Ferocious winds and torrential rain toppled power lines, triggered flooding and sparked landslides that engulfed houses as Rolly swept across the southern part of Luzon. It lost intensity as it skirted the sprawling capital of Manila and headed out to the South China Sea.
"We are horrified by the devastation caused by this typhoon in many areas including Catanduanes island and Albay," Philippines Red Cross President Richard Gordon said in a statement.
"Up to 90 percent of homes have been badly damaged or destroyed in some areas. This typhoon has smashed into people's lives and livelihoods on top of the relentless physical, emotional and economic toll of COVID-19," said Sen. Gordon.
Hundreds of thousands of people fled their homes ahead of the typhoon and many of them remain in evacuation centres as authorities scramble to restore power and telecommunications services in the hardest-hit areas.
Fourteen deaths were recorded in Albay province, but provincial disaster chief Cedric Daep said without pre-emptive evacuations "thousands would have died".
"We have extensive damage to infrastructure and housing," Daep said.

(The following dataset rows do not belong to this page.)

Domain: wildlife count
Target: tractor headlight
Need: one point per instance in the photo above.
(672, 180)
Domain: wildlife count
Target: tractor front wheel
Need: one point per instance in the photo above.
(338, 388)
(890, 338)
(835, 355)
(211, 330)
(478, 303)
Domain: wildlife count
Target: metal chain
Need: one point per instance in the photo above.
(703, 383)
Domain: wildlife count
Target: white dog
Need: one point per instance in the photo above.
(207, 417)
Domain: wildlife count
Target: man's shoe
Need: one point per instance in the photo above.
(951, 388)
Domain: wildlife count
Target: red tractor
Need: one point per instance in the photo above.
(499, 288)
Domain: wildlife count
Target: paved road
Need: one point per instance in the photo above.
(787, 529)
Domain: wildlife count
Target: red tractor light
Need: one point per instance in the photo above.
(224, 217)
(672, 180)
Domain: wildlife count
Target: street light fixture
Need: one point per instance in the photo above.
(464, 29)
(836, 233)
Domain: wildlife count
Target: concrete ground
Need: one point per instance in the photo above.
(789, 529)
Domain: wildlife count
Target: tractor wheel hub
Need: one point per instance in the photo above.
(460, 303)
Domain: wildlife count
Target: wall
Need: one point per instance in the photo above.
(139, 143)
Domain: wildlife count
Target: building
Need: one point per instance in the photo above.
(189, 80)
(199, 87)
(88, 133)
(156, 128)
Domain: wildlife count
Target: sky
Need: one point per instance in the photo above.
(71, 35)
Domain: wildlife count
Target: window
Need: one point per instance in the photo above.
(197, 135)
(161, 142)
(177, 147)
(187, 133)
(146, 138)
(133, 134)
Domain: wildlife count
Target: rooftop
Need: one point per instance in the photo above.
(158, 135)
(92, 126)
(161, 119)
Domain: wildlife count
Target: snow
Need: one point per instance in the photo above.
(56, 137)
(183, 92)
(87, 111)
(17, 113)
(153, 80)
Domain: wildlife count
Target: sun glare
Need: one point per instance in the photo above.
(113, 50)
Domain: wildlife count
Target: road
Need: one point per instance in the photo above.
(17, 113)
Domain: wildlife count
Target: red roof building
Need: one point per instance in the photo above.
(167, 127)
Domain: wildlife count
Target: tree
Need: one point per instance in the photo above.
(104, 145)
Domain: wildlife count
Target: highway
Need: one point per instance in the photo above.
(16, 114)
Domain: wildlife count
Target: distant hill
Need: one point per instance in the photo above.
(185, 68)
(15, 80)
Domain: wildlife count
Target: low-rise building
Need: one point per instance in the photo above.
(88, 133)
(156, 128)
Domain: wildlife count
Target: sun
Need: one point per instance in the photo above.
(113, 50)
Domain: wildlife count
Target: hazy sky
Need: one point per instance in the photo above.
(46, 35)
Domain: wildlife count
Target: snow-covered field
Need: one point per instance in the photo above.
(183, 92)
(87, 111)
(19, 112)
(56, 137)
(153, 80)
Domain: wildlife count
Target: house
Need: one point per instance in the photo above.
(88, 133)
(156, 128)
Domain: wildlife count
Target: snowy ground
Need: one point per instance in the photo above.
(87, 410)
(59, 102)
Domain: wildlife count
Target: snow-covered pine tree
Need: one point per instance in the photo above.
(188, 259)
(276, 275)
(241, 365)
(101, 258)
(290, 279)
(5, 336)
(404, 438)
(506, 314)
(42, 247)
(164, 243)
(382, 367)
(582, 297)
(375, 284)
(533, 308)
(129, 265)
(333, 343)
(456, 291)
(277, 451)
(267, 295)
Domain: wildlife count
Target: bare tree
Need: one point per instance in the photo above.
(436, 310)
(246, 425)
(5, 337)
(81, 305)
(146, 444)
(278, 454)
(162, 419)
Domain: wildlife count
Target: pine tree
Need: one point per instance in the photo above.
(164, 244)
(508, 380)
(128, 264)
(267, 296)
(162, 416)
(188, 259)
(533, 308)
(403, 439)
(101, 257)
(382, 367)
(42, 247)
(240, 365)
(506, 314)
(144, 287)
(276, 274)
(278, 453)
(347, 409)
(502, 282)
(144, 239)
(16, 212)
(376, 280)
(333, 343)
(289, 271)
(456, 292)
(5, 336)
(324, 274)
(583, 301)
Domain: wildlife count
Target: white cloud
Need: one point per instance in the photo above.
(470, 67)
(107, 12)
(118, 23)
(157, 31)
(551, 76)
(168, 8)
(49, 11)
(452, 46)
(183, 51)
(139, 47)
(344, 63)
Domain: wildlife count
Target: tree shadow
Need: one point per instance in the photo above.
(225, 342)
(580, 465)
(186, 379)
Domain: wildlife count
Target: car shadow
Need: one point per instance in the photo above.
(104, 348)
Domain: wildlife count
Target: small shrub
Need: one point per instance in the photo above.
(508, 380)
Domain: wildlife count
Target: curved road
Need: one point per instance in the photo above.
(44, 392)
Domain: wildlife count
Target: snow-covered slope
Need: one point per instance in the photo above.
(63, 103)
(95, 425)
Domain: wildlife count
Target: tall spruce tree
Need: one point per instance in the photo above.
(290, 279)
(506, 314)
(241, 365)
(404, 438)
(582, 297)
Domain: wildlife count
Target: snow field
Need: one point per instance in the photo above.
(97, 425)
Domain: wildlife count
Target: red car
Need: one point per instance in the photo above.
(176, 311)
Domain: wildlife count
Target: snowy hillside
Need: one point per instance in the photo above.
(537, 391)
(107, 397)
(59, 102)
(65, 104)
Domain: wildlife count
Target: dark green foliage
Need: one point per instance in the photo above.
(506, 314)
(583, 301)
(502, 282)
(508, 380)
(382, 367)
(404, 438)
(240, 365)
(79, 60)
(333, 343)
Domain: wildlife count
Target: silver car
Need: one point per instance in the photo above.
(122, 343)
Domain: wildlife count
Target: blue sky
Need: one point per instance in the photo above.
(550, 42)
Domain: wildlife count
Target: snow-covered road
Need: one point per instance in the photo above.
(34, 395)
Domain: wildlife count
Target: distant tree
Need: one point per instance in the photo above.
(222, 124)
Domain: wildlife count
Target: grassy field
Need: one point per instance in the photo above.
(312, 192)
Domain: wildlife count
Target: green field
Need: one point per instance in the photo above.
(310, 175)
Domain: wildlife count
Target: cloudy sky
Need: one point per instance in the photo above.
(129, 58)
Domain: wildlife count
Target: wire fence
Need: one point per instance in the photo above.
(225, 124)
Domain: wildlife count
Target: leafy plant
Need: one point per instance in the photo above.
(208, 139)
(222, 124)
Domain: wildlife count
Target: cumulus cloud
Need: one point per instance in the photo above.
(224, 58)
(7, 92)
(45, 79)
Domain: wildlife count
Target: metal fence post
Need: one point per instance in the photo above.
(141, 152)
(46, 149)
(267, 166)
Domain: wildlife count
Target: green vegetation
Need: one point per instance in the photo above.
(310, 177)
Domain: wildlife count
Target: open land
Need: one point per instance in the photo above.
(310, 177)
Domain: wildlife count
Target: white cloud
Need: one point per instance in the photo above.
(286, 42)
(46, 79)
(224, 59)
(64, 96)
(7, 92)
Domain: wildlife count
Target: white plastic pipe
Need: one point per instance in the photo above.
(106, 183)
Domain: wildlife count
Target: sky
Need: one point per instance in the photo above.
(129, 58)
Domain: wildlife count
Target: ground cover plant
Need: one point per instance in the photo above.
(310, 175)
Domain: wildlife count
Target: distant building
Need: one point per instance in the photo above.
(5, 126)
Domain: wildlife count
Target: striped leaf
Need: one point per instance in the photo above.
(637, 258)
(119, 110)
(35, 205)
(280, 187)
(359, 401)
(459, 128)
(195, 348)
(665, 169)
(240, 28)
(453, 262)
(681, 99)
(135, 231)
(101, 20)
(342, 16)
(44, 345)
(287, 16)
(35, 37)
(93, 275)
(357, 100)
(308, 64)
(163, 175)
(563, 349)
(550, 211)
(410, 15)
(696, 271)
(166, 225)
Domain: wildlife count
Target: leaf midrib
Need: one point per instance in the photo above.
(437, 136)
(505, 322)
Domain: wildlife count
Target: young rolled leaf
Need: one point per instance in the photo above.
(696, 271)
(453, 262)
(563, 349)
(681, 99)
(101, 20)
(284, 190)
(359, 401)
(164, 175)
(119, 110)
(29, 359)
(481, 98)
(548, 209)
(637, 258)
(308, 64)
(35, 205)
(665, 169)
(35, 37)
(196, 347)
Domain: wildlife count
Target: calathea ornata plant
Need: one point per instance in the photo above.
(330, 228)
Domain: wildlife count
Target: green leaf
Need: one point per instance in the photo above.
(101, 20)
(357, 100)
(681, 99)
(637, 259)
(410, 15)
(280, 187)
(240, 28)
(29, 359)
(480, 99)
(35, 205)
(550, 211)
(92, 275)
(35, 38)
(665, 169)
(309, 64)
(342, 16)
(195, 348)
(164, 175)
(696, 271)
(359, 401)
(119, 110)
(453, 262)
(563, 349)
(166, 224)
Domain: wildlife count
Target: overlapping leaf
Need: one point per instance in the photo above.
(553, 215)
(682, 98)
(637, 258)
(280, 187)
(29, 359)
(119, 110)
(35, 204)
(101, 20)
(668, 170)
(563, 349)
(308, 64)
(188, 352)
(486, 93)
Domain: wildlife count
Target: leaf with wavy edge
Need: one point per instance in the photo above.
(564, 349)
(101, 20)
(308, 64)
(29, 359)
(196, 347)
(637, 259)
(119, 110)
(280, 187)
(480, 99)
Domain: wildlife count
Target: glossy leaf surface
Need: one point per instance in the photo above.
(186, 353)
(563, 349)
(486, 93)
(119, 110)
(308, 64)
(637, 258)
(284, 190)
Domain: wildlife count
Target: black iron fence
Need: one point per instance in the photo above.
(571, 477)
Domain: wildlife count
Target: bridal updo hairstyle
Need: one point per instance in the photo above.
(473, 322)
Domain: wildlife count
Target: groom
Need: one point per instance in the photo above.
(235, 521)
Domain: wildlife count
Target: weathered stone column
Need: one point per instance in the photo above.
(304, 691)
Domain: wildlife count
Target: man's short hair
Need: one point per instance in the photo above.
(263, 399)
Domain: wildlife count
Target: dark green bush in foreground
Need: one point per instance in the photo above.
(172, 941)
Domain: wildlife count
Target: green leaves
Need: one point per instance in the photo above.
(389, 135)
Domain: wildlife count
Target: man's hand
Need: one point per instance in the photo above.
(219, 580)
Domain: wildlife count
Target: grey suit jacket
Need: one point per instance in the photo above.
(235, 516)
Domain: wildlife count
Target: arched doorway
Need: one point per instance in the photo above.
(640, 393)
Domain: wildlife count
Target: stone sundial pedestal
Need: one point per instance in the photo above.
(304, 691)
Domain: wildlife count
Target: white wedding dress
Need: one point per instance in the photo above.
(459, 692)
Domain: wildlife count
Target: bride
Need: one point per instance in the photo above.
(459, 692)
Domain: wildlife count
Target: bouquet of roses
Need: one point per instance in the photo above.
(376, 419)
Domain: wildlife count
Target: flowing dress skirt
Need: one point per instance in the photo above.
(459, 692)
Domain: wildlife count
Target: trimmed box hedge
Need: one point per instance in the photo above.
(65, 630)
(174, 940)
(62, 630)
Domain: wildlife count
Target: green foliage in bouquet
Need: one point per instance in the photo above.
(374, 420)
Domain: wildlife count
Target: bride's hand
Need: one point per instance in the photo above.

"Many people are hungry. They had already suffered from Covid due to the loss of jobs and dislocation. Some don't even have kitchen utensils."
Seven of the victims were in a town that was hit by a landslide of volcanic ash from the nearby active Mayon volcano.
The mayor of Guinobatan told local media that around 147 homes had been swamped and some were now unlivable.
"We are severely affected here," provincial Governor Joseph Cua told a government briefing.
Most of the island's power lines were damaged in the typhoon and reports from towns were only trickling in, suggesting the toll could rise.
"We're hoping aid will arrive soon. We are short on funds," Cua told CNN Philippines.
Across the areas in Rolly's path, more than 20,000 houses were destroyed and around 58,000 partially damaged, Civil Defense said in a statement. Farmland was also damaged.
Clean-up efforts were under way with residents removing sodden furniture and other belongings from their houses as they shovelled out mud and debris after heavy rains inundated towns.
"The flood took only minutes to rise -- not hours, but minutes," Alona Espino in Batangas city, south of Manila, told AFP.
"We never experienced flood raging so fast."